Quero apenas ouvir a alegria das crianças...

(Aguarelas de Turner)
As trevas amadas, veneradas, e aplaudidas, como se foram luz, e a luz aborrecida, desestimada, e perseguida, como se fora trevas. Tal é, e tal costuma ser o juízo dos homens, ou seja por ignorância, ou por malícia. Mas que remédio terá a luz para não ser aborrecida de tal gente? Se é aborrecida porque veio ao mundo: Lux venit in mundum: vá-se do mundo e não será aborrecida. Assim o cuidava eu, e assim creio que bastará para com alguns homens, mas não para todos.

Referes-me que o mercado é muito colorido. Flutua um cheiro quente a especiarias e tabaco. Rolo de fumo, dizes-me tu.Faz-se com sobras de tabaco e melaço. Era o tabaco que os escravos fumavam, e era também uma das moedas usadas para a compra de escravos.
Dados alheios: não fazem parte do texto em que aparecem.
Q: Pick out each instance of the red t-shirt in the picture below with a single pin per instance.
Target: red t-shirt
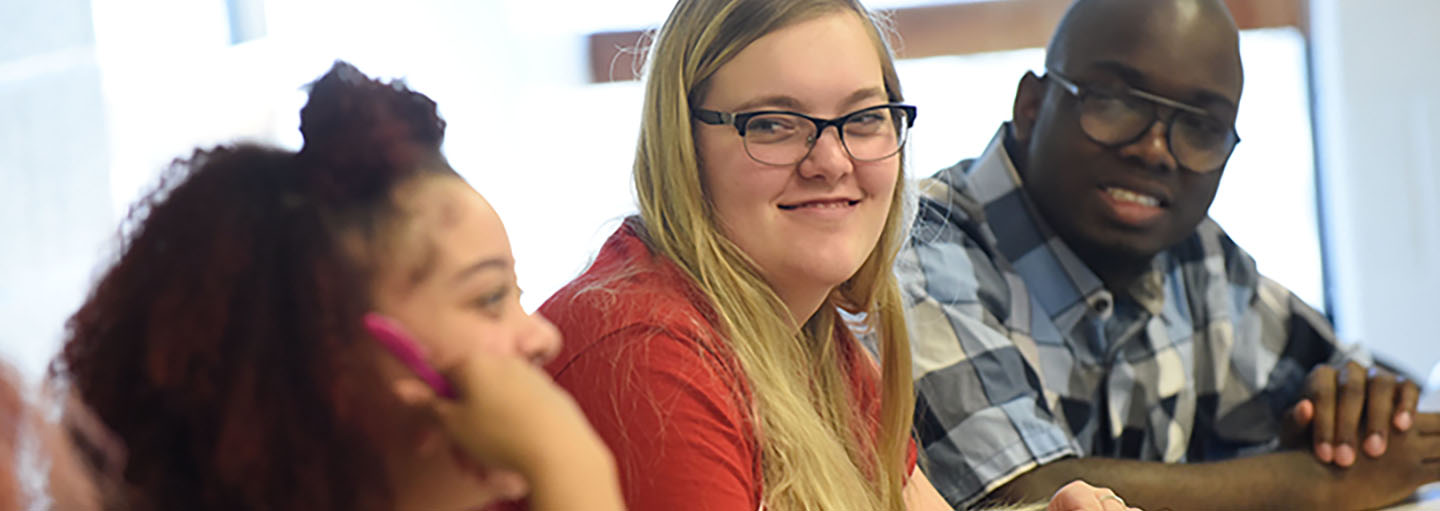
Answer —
(661, 386)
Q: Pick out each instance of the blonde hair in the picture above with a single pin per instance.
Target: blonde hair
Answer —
(815, 455)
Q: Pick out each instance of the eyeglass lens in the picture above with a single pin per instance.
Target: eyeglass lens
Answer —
(1198, 143)
(785, 138)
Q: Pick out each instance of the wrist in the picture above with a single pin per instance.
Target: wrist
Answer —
(565, 461)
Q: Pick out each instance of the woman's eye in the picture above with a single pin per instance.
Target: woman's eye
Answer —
(493, 300)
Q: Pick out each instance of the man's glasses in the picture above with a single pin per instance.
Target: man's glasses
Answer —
(1198, 141)
(782, 137)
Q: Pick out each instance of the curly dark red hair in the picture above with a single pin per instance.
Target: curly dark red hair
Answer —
(219, 346)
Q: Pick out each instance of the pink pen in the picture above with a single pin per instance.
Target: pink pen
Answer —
(408, 351)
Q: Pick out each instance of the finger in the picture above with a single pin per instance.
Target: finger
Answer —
(1302, 413)
(1076, 495)
(1348, 408)
(1427, 423)
(1380, 405)
(1109, 501)
(1406, 402)
(1321, 392)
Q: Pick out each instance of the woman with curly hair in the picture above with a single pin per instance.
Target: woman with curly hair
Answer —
(226, 346)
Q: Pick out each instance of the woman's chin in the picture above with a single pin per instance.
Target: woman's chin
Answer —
(493, 482)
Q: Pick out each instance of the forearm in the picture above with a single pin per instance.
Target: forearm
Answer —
(1275, 481)
(581, 482)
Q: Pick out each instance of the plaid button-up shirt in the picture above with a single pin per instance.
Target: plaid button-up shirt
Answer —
(1023, 356)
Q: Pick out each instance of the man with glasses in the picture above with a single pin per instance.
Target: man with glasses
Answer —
(1076, 315)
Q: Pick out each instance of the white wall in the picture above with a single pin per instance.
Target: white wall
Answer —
(1378, 130)
(55, 210)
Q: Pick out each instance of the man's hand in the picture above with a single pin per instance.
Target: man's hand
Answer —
(1413, 461)
(1079, 495)
(1341, 405)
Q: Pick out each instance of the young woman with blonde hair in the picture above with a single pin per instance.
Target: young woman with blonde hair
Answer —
(712, 341)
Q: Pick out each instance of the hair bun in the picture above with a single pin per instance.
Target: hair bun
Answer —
(354, 123)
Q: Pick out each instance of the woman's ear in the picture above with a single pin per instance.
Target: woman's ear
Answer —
(1028, 98)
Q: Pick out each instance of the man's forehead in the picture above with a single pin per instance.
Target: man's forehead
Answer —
(1177, 46)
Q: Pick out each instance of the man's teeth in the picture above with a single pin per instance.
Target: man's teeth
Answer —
(1134, 197)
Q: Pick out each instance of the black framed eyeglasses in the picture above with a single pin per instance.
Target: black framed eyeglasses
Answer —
(1198, 141)
(782, 137)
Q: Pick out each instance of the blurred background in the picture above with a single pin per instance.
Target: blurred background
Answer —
(1335, 189)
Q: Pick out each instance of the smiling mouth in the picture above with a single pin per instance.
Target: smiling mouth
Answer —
(821, 205)
(1135, 197)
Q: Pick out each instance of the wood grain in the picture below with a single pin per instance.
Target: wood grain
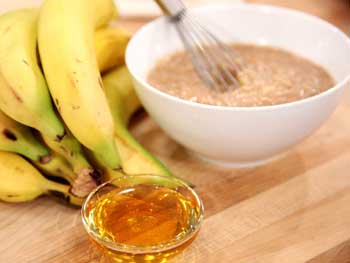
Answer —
(293, 210)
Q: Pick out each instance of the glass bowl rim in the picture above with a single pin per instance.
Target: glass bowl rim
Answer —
(136, 249)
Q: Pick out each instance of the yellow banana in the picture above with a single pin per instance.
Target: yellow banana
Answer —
(21, 182)
(123, 101)
(66, 45)
(23, 94)
(18, 138)
(110, 46)
(57, 166)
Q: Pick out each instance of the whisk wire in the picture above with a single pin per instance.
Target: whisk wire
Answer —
(214, 61)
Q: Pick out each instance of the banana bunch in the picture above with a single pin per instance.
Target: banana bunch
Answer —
(59, 116)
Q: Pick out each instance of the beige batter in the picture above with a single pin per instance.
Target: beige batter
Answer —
(269, 76)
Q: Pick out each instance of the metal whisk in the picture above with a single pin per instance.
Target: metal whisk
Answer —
(215, 62)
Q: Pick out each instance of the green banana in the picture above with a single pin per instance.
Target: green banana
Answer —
(110, 46)
(23, 94)
(18, 138)
(57, 166)
(123, 101)
(21, 182)
(72, 72)
(25, 32)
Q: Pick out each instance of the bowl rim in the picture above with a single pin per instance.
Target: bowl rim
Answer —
(257, 7)
(137, 249)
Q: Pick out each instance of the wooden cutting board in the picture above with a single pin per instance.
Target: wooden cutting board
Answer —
(293, 210)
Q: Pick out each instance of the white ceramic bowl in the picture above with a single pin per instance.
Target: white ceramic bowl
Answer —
(240, 136)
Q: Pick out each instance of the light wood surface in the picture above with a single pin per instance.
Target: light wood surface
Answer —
(296, 209)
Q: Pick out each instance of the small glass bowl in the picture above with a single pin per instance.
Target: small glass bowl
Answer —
(159, 252)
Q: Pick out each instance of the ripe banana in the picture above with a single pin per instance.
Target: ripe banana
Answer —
(123, 101)
(23, 94)
(21, 182)
(18, 138)
(57, 166)
(66, 45)
(22, 37)
(110, 46)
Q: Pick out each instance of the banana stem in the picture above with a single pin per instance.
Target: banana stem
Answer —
(57, 187)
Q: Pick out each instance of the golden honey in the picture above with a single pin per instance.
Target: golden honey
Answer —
(141, 222)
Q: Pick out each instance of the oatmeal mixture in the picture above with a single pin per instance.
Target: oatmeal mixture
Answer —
(269, 76)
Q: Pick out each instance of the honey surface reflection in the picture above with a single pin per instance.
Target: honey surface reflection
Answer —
(138, 219)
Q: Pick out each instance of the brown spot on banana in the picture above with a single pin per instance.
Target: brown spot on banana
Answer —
(11, 196)
(16, 95)
(9, 135)
(25, 62)
(60, 137)
(45, 159)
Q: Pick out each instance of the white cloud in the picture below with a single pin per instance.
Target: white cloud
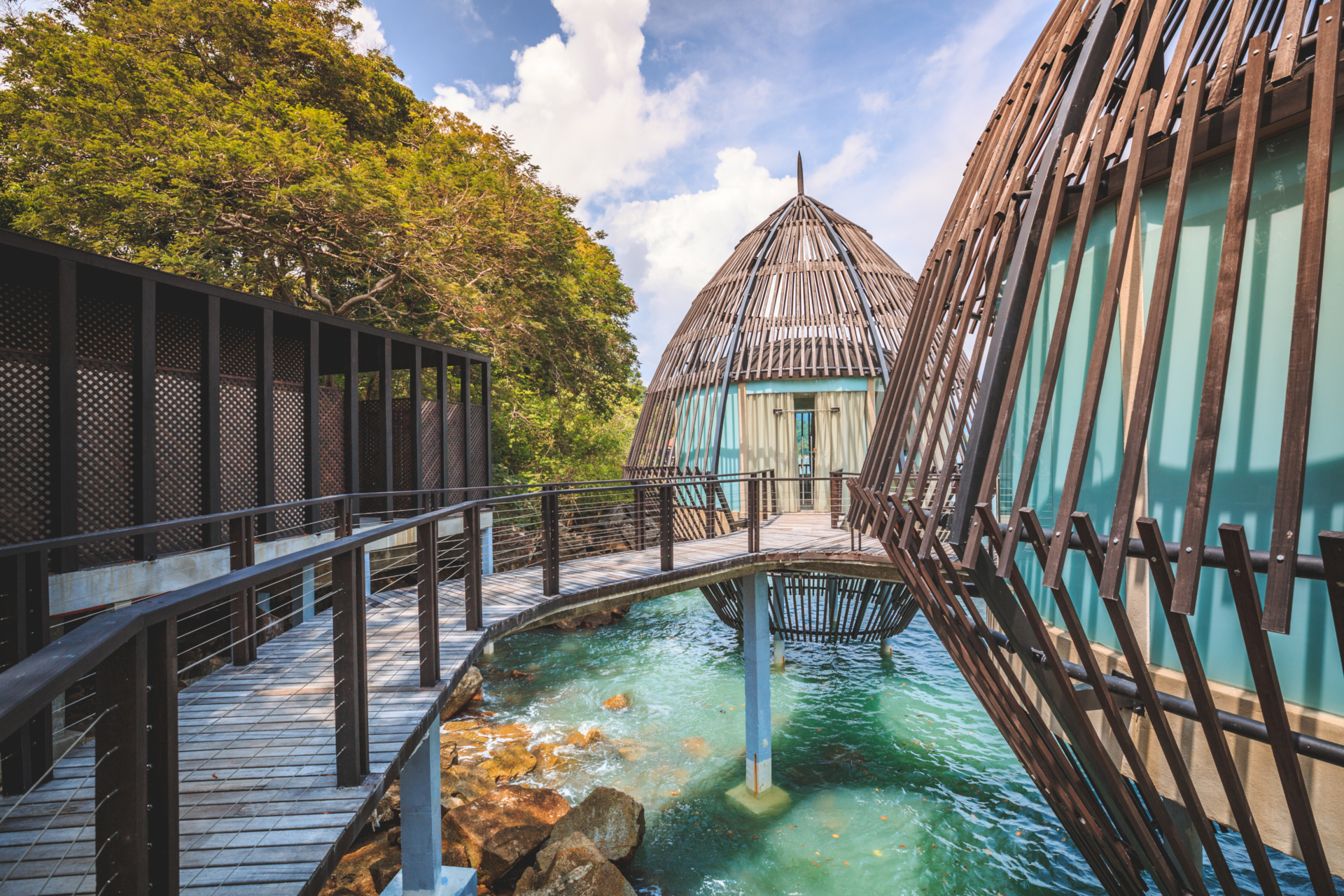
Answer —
(578, 104)
(875, 101)
(854, 156)
(371, 33)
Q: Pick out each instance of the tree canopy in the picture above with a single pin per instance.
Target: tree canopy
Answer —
(246, 143)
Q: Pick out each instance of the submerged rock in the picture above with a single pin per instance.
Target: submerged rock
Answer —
(465, 691)
(696, 748)
(584, 739)
(508, 763)
(573, 867)
(612, 820)
(496, 832)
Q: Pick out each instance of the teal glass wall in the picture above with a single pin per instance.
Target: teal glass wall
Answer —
(1249, 444)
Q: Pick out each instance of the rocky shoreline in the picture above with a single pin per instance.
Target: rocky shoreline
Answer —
(523, 839)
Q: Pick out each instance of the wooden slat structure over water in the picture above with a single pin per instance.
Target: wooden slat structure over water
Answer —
(261, 813)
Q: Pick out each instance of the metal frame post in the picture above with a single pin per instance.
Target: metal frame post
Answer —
(638, 517)
(242, 546)
(162, 757)
(121, 771)
(144, 475)
(472, 530)
(349, 666)
(666, 527)
(756, 654)
(753, 514)
(428, 587)
(27, 754)
(550, 543)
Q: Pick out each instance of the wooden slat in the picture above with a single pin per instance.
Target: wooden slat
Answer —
(1221, 335)
(1285, 533)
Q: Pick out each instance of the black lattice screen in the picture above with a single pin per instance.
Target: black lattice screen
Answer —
(403, 450)
(104, 348)
(178, 426)
(456, 469)
(289, 454)
(332, 444)
(24, 419)
(238, 482)
(430, 438)
(237, 444)
(371, 448)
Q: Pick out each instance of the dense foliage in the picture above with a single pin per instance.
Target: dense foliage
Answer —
(248, 144)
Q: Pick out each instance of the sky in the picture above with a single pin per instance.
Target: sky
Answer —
(678, 122)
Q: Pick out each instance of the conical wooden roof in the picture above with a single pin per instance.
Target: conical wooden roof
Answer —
(806, 293)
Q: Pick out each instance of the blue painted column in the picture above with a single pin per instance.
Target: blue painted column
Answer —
(756, 648)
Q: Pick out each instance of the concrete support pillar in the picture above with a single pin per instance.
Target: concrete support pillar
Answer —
(424, 872)
(421, 818)
(309, 593)
(756, 648)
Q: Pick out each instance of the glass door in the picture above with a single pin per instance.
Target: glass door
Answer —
(806, 440)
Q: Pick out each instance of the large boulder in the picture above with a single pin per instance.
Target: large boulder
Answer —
(465, 783)
(573, 867)
(613, 821)
(467, 690)
(503, 828)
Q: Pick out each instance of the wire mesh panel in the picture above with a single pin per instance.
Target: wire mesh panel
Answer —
(289, 453)
(403, 450)
(237, 442)
(456, 465)
(178, 403)
(104, 430)
(331, 422)
(24, 421)
(238, 482)
(178, 426)
(432, 440)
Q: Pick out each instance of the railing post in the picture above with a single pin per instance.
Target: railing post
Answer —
(472, 530)
(121, 777)
(666, 527)
(162, 760)
(242, 555)
(711, 516)
(550, 543)
(23, 594)
(638, 517)
(753, 514)
(349, 668)
(836, 477)
(426, 539)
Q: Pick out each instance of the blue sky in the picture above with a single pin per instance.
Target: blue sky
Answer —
(678, 121)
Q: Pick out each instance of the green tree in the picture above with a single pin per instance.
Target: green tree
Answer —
(248, 144)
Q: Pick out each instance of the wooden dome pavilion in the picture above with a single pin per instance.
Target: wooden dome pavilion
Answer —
(783, 359)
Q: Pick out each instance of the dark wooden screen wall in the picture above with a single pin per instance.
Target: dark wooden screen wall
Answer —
(131, 396)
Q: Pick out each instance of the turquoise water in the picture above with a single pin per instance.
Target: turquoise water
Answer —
(899, 782)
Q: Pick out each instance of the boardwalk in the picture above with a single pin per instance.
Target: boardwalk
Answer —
(261, 814)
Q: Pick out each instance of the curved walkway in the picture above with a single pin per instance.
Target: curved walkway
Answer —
(261, 814)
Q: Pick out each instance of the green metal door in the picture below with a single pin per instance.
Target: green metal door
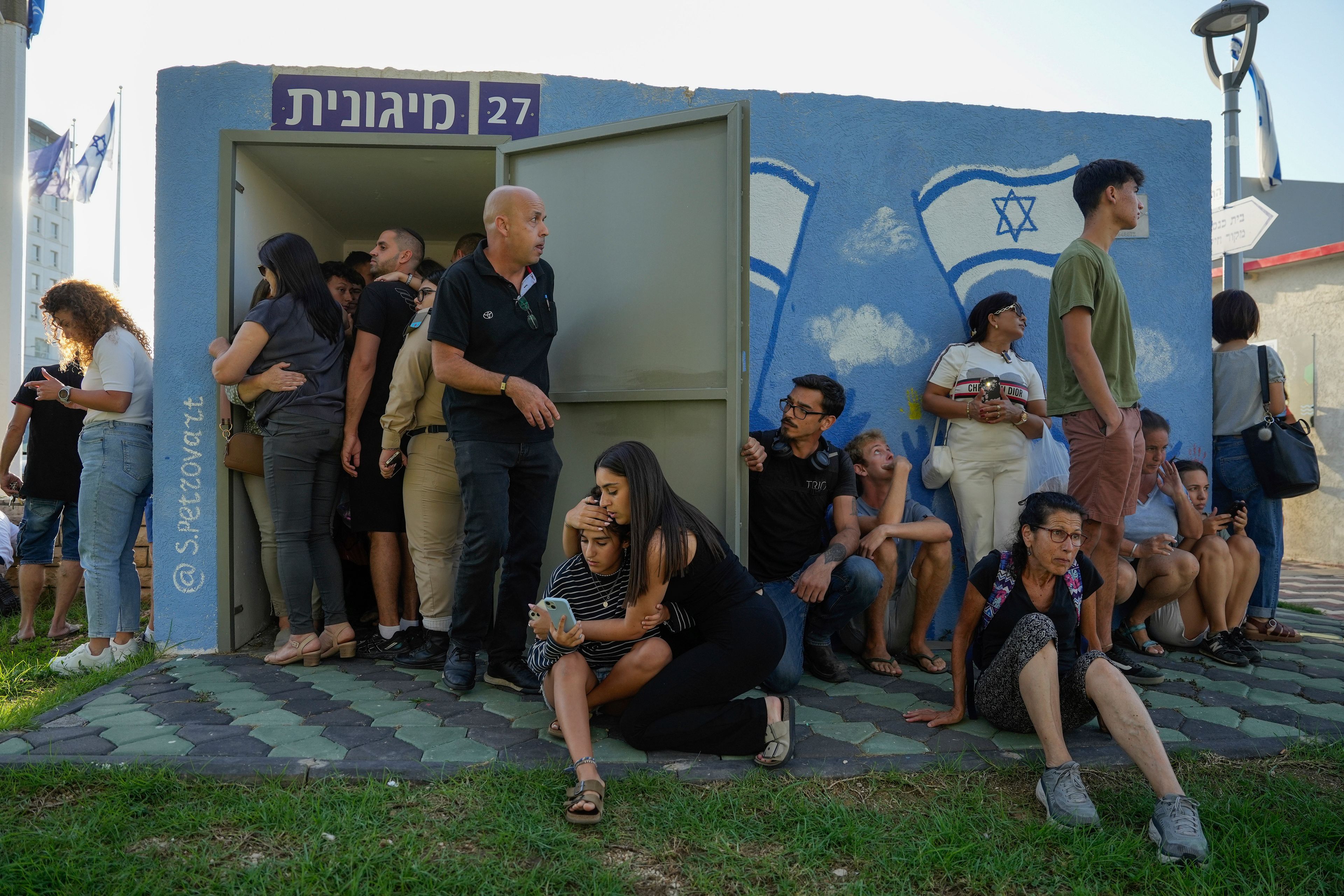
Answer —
(648, 240)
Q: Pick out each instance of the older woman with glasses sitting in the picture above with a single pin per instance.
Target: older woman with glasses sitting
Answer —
(1022, 624)
(994, 401)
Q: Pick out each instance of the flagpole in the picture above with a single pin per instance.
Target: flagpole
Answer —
(116, 251)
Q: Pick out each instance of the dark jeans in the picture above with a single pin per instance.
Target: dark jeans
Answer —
(1234, 477)
(302, 463)
(854, 587)
(509, 489)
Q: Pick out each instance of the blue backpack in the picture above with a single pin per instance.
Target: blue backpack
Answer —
(1004, 584)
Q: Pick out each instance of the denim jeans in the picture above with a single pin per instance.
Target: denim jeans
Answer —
(854, 586)
(116, 481)
(302, 461)
(1234, 477)
(509, 489)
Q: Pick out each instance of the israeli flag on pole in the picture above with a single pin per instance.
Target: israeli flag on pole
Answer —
(49, 168)
(1270, 174)
(983, 219)
(99, 148)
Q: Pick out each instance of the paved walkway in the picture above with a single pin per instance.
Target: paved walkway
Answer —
(234, 717)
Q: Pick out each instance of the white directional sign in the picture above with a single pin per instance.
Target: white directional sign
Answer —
(1240, 226)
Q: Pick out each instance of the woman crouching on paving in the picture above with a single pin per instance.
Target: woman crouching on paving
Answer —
(1034, 676)
(580, 675)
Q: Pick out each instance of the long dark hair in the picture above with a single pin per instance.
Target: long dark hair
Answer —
(1035, 512)
(298, 273)
(655, 508)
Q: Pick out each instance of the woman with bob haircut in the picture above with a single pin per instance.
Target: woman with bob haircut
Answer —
(680, 559)
(116, 448)
(303, 429)
(1237, 406)
(1022, 624)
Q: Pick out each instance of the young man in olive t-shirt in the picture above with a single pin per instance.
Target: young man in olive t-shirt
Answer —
(1093, 386)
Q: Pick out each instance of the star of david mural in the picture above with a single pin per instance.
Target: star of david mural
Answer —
(1014, 206)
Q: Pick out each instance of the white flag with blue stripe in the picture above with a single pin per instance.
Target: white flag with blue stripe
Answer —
(99, 148)
(1267, 140)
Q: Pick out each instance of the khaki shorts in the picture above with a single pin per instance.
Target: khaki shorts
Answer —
(1105, 468)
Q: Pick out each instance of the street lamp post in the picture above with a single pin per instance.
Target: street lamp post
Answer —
(1224, 21)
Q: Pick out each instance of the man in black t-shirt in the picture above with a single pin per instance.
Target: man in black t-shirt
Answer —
(818, 586)
(385, 308)
(50, 491)
(491, 332)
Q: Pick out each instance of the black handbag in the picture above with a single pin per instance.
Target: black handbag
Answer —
(1281, 453)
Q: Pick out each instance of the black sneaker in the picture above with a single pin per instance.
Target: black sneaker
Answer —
(1245, 644)
(512, 673)
(1219, 647)
(429, 653)
(460, 668)
(376, 647)
(10, 604)
(1136, 672)
(819, 660)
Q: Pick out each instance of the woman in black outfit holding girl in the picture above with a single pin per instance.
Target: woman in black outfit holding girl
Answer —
(679, 558)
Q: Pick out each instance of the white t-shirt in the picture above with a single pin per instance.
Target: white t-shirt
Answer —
(960, 368)
(121, 365)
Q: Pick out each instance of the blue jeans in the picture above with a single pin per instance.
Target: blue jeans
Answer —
(509, 489)
(854, 586)
(42, 518)
(1234, 477)
(116, 481)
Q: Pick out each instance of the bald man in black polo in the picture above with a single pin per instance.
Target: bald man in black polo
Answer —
(491, 332)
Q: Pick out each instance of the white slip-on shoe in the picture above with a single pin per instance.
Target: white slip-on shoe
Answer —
(80, 660)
Três rolos por um homem em bom estado. Uma voz brasileira de mulher, junto de nós, diz que dava até dez rolos para achar um homem, mesmo já usado. Calor humano, dizes tu. Cor local. Não te assustes, aconselhas-me tu. Não me conheces, Sebastião. O calor humano nunca me assustou. Gosto desta sensação de corpos que se acotovelam familiarmente, do bruá das vozes misturadas. Dás-me a provar um cigarro de rolo de fumo. É forte, saboroso. Compro um rolo para fumarmos mais tarde em honra da Bahia. Um cardume de pequenas mãos agarram-me a blusa:
- Tem caneta? Me dá caneta, minina.
Peço-te que me conduzas a uma lojeca onde possa comprar canetas e rebuçados para as crianças. Discordas, dizes que se dou a uns terei de dar a outros e nunca mais paro. Respondo-te que comprarei cinquenta esferográficas e dois sacos grandes de bombons, explico-te que não ficarei mais pobre por causa disso. Vais dizer-me que a caridade não resolve nada. Sebastião? Não respondes. Também não pretendo resolver nada, Sebastião. Quero apenas ouvir a alegria das crianças. Prazer meu, pequenino, egoísta, entendes? Gosto de dar. Gosto dessa palavra proscrita: caridade. Acresce que só no Brasil me tratam por menina. E por madama, Duas coisas que me ficam bem.(...)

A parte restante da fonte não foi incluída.